Project LazarusPublished 6:16pm Tuesday, February 4, 2014
The sheriff’s department discovered three meth labs and 15 old meth labs in January, and they’ve been active in reducing prescription pill crimes, too.
While everybody knows that meth kills and makes for some really ugly smiles, many people don’t know it’s a crime to share prescription medication with someone who doesn’t have a prescription. When it comes to pain meds, sharing isn’t caring. Sharing can kill. Sometimes people live with chronic pain and don’t have much health insurance, so they’ll try to find ways to ease their pain that might fall outside the lines of the law. Unfortunately in today’s world, there’s always somebody willing to make a profit off of somebody else’s pain.
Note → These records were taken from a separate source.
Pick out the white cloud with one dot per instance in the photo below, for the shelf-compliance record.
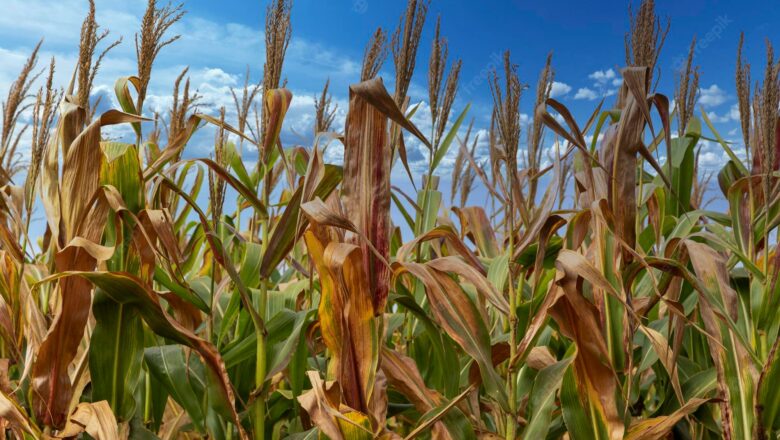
(586, 93)
(559, 89)
(602, 76)
(730, 116)
(219, 76)
(712, 96)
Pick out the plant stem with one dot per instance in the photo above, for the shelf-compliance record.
(511, 419)
(260, 365)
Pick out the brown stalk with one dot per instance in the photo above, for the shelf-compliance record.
(151, 39)
(43, 121)
(533, 155)
(374, 55)
(460, 162)
(86, 69)
(646, 37)
(248, 95)
(404, 44)
(324, 111)
(467, 181)
(743, 95)
(687, 91)
(13, 107)
(184, 103)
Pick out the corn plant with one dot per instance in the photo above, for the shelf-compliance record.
(592, 295)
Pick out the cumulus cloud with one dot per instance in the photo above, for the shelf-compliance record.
(712, 96)
(602, 76)
(586, 93)
(559, 89)
(731, 116)
(603, 83)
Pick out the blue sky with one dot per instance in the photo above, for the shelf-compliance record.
(220, 39)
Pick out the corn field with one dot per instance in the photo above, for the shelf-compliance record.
(590, 295)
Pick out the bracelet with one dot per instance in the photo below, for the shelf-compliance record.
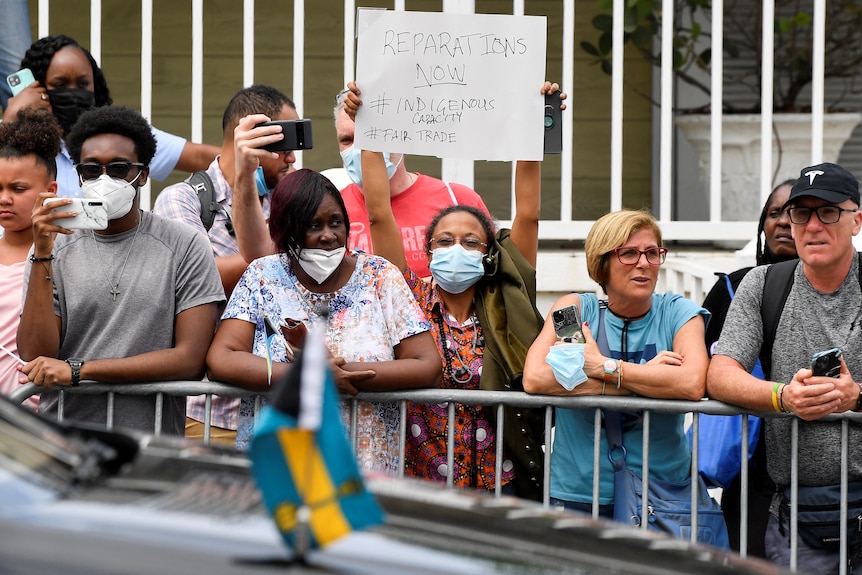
(44, 262)
(781, 399)
(775, 396)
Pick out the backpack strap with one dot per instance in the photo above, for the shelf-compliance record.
(202, 184)
(776, 287)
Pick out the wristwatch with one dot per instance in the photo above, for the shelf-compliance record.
(611, 366)
(75, 364)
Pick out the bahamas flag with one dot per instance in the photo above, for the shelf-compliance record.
(302, 460)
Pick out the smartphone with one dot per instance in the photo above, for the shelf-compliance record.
(553, 125)
(297, 135)
(91, 214)
(294, 332)
(567, 324)
(826, 363)
(19, 80)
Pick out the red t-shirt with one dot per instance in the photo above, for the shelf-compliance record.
(414, 208)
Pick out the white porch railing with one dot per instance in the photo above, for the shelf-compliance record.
(685, 275)
(566, 226)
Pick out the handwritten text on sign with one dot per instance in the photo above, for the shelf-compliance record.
(451, 85)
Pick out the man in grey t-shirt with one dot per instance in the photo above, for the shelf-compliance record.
(823, 310)
(137, 301)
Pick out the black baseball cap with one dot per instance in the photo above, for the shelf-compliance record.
(829, 182)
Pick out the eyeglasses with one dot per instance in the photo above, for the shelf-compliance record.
(91, 171)
(631, 256)
(826, 214)
(448, 242)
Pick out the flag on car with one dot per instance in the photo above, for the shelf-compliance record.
(301, 458)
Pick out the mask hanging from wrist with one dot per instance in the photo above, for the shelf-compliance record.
(260, 180)
(320, 264)
(69, 103)
(352, 158)
(567, 363)
(117, 193)
(456, 269)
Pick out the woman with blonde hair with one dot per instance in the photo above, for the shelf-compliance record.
(655, 349)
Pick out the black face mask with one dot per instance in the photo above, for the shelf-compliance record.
(69, 104)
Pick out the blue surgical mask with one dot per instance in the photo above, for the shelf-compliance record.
(567, 363)
(262, 188)
(456, 269)
(352, 158)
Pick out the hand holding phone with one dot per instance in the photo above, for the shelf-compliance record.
(567, 324)
(826, 363)
(19, 80)
(553, 124)
(297, 135)
(92, 214)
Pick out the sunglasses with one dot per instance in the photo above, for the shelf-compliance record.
(91, 171)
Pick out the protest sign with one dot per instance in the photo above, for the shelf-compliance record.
(451, 85)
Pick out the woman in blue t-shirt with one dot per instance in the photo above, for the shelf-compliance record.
(655, 343)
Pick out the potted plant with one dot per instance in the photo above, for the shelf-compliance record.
(692, 57)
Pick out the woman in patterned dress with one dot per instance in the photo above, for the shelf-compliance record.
(378, 337)
(481, 304)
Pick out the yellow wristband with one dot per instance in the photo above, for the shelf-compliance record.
(775, 403)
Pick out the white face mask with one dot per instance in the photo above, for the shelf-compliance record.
(320, 264)
(117, 193)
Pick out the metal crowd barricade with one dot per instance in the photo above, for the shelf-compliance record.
(498, 399)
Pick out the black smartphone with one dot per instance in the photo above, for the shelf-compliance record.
(297, 135)
(553, 125)
(826, 363)
(567, 324)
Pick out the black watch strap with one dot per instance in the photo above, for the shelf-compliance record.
(75, 364)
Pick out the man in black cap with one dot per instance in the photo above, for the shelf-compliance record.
(823, 310)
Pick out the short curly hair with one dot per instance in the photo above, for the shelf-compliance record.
(256, 99)
(38, 58)
(611, 231)
(484, 220)
(34, 132)
(295, 200)
(118, 120)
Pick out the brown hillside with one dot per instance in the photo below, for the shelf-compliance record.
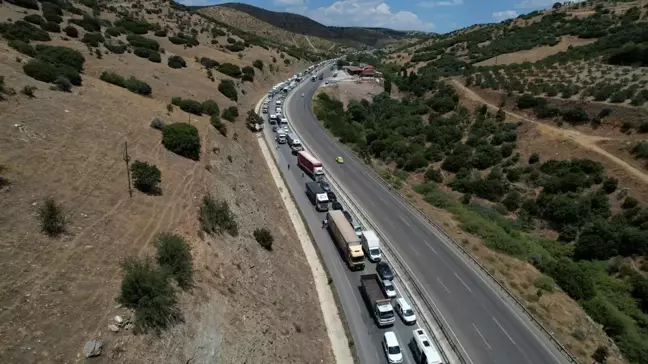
(248, 23)
(57, 293)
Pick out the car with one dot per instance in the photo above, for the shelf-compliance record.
(389, 288)
(384, 271)
(392, 349)
(405, 311)
(348, 216)
(325, 186)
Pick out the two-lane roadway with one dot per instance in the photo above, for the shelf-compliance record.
(489, 329)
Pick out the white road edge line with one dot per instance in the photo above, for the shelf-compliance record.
(331, 315)
(504, 331)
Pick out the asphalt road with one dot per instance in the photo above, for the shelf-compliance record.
(488, 328)
(366, 335)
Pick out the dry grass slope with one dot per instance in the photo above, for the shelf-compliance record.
(248, 305)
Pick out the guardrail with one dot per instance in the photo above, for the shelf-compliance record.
(357, 210)
(429, 306)
(545, 331)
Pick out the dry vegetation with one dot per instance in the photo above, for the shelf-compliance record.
(253, 25)
(248, 304)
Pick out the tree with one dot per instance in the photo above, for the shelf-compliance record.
(601, 353)
(264, 238)
(51, 218)
(182, 139)
(146, 177)
(146, 289)
(387, 86)
(174, 257)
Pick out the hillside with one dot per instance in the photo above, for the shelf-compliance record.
(525, 140)
(298, 24)
(82, 85)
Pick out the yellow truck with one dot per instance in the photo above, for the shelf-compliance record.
(346, 239)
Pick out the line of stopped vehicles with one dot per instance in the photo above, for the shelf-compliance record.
(355, 244)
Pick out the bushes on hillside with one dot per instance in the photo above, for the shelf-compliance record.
(176, 62)
(182, 139)
(231, 113)
(227, 88)
(229, 69)
(146, 177)
(216, 217)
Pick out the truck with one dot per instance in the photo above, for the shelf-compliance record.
(379, 305)
(294, 142)
(317, 196)
(309, 164)
(371, 245)
(346, 239)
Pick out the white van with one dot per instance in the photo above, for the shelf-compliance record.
(371, 245)
(423, 350)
Project Lazarus, a North Carolina program with a base at the Polk County Health Department that’s led by Marjorie Vestal, takes aim at prescription pill misuse. Even people taking medications legally might be taking them wrong. The project offers a few tips to prevent disaster.
First, it’s vital to know what medications are taken and at what strength the active ingredient might be. This time of year, if a cold occurs, cutting back on the painkillers can be life-saving, as they can interfere with breathing. Project Lazarus recommends taking laxatives, drinking plenty of water and chewing gum to ease the side effects of painkillers.
Knowing all the data on prescribed drugs can save lives, too. Some drugs, like Fentanyl, have particular dangers, and Tylenol can cause liver malfunctions. It’s present in other painkillers, like Vicodin, which can also cause hearing loss. Opane ER is a particularly potent and potentially lethal form of oxycontin, and Project Lazarus warns that there’s no such thing as a morphine patch. A drug called Naloxone can reverse overdose if administered effectively and appropriately; it interferes with the lethal effects of overdose and can be prescribed for anyone who takes high levels of opioids for pain. Emergency overdose response kits also may contain this drug.
Most of all, don’t share pain meds, not for the high and not for the relief, and mixing pain meds with alcohol makes for an internal brew that can kill. Project Lazarus advises keeping meds under lock and key.
Effective communication about such personal things as pain most often happens on a one-to-one, interpersonal basis. The cure will take more than signs and flyers. If you know someone on prescription drugs, let them know the risks and be a bridge to better choices. The sheriff’s department keeps doing its part, and doing it well, but it will take all of us working together to make our community truly healthy.